The alphabetic arrangement of recipes creates a cheeky collage of topics. But it can also hamper cover-to-cover reading, with some of the lengthier and drier sections like “Antifascist Action” front and center. With a wide array of topics, written by many different authors, both individual and collective, there is plenty to criticize here. Some sections are poorly written; many are written assuming that the reader shares the lifestyle choices of the author(s). If you aren’t young, punk, or a dumpster-diver, you might feel left out. At its best, though, the book invites us all to share the best of those worlds, to poke our noses into a dumpster or two ourselves and possibly be surprised by what we find.

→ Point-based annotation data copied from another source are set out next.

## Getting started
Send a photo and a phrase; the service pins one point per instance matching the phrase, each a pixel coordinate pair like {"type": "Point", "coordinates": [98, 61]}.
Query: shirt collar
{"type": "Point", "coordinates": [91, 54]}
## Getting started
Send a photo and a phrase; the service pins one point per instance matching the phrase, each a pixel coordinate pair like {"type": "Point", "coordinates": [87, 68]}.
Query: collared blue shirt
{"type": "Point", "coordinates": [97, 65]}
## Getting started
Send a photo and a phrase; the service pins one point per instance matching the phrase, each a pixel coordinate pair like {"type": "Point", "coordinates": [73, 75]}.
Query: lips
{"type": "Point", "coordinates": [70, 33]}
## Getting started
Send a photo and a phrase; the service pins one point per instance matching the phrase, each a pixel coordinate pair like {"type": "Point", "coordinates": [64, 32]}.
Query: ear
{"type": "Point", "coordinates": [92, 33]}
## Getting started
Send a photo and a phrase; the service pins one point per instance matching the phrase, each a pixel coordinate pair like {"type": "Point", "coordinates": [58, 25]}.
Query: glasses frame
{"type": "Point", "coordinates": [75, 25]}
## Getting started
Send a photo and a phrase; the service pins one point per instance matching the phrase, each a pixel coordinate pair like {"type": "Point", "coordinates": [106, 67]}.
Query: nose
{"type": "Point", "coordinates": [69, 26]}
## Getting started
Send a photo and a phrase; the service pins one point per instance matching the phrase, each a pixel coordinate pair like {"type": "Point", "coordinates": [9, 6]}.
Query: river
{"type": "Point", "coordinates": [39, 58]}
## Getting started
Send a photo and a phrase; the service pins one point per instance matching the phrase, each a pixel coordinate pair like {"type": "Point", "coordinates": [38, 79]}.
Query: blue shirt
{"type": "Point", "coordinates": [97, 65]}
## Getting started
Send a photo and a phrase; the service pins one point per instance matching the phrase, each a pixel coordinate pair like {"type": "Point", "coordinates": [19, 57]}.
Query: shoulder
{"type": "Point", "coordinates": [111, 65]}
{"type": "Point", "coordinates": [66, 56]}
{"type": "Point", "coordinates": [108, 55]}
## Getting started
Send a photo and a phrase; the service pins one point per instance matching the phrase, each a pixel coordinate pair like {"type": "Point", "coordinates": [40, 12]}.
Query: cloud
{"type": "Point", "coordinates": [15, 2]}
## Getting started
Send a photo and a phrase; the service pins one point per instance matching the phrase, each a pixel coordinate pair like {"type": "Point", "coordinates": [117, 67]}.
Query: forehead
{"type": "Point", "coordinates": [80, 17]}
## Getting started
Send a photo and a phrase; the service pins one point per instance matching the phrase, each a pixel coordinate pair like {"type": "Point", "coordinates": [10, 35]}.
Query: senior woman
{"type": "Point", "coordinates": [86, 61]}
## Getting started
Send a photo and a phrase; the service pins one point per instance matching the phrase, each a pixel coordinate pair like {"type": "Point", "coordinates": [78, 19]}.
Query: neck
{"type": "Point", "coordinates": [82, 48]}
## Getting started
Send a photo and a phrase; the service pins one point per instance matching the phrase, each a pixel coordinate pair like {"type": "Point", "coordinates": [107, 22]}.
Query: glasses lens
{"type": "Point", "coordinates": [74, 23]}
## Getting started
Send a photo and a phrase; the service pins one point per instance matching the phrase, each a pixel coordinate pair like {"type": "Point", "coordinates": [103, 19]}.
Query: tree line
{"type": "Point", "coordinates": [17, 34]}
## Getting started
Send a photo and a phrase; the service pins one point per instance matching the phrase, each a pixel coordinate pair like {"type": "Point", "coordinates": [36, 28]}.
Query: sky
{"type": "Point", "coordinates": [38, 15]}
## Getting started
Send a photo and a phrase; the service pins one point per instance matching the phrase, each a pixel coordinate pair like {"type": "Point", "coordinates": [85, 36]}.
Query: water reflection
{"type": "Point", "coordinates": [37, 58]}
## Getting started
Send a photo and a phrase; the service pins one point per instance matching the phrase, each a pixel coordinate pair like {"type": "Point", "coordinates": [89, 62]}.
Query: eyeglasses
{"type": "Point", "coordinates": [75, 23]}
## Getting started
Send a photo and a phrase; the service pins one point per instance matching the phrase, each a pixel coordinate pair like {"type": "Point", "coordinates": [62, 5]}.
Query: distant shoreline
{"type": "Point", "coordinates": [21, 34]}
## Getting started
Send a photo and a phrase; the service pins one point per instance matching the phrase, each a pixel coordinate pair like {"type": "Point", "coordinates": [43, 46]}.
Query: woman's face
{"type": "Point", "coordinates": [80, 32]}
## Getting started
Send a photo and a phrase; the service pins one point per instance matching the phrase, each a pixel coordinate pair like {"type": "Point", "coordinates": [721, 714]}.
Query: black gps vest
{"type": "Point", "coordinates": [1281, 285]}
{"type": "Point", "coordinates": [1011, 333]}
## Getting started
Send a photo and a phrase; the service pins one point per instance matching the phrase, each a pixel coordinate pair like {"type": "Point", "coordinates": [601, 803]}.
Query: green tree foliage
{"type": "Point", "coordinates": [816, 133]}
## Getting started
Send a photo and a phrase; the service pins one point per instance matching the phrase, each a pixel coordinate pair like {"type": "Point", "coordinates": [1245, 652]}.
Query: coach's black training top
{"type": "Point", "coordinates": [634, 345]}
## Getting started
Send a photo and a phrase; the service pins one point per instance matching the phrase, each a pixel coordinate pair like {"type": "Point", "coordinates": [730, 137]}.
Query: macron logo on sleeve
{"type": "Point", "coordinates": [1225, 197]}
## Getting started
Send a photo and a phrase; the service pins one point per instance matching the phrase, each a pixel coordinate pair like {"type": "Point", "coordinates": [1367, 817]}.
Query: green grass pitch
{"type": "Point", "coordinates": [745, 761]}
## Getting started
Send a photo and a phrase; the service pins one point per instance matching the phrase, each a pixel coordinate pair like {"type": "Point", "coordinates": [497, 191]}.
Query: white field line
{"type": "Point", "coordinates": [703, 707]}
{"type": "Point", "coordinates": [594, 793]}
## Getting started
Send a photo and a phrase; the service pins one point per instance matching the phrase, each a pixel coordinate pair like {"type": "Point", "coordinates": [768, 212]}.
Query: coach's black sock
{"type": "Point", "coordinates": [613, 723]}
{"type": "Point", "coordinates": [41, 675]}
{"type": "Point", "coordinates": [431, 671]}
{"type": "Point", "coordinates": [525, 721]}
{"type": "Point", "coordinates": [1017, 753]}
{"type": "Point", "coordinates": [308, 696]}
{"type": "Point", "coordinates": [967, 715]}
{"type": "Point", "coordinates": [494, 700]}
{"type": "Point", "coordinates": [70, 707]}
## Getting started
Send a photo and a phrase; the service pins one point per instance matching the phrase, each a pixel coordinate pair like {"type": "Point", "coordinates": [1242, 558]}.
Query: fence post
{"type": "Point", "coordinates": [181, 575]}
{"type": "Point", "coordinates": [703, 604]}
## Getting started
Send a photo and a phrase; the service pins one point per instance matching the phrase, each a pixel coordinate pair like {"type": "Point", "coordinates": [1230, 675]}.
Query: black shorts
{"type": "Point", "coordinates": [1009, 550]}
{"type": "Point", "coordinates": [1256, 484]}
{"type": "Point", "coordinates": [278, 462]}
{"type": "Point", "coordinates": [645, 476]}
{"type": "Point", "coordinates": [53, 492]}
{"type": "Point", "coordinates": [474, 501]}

Perhaps the section on mental health most characterizes the marvelous things about CrimethInc. It’s written clearly and frankly, free of confusing jargon or unexplained theory. It’s shot through with a commitment to taking mental health out of the hands of institutional authorities and back to the community, a commitment to voluntary association and mutual aid. It addresses an often taboo subject. And most importantly, it creates a space for human frailty, free from macho posturing and the Spartan pretensions of invulnerability that often plague radical movements.

Recipes for Disaster really comes into its own when it sticks to practical techniques. These ideas, which go well beyond the usual run of stencil graffiti and window breaking, should appeal to even the most jaded. Sure, you’ve altered some billboards, but do you know how to convert a VHS tape into a giant graffiti marker? If counter-spectacle’s your thing, we’ll bet you haven’t made a giant inflatable teddy bear yet.

The section on asphalt mosaics is of particular interest. The technique (melting linoleum into asphalt at intersections to leave a vivid, long-lasting message) is sure to be unfamiliar to most readers and will catch eyes made weary by more common techniques. It’s reverse-engineered from the work of an anonymous outsider artist who’s been leaving baffling messages (“Toynbee ideas in Kubrick 2001 resurrect dead on planet Jupiter”) around the country for decades. Outsider art–a wealth of idiosyncratic techniques, many of them ripe for adaptation to radical -purposes–has been too frequently overlooked. Its appearance here is a testament to the value of CrimethInc.’s eclectic, undogmatic approach.

Recent years have seen an explosion of lone inventors and nonprofits creating sustainable technologies for developing countries. Often these can be built at home with indigenous materials, bypassing high-impact industrial production entirely. These techniques can be brought back to the developed world by and for those who choose to live outside the mainstream of consumption of manufactured goods. As with outsider art, CrimethInc. is mining a rich vein; they include a section on the rocket stove, a small, efficient cookstove (first used in Guatemala in the 1980s) that can be built with tin cans and burns scrap wood.

In a certain sense, the section on unemployment is at the heart of the book. In many ways, this continues the “Work” section in CrimethInc.’s last encyclopedic tome, Days of War, Nights of Love. It points to many of the other topics. Personal liberation, the authors suggest, is always the first step, the one that makes everything else possible. They offer dozens of strategies, small and large, for living without wages. While some of those strategies are parasitic (the basis of one of the most-heard critiques of CrimethInc.) many are concerned with reduced consumption, self-sufficiency, and mutual aid.

Of course, some of the techniques here will be intimately familiar to long-time activists. But for those just becoming engaged, it will be invaluable. It’s entirely likely that this book will become a classic to replace the original “anarchist cookbook,” and we’re overcome with glee as we contemplate these ideas in the hands of mischief-makers everywhere. We can’t think of a better gift for a bright, unruly teenager. The folks at Bound Together must be breathing a sigh of relief.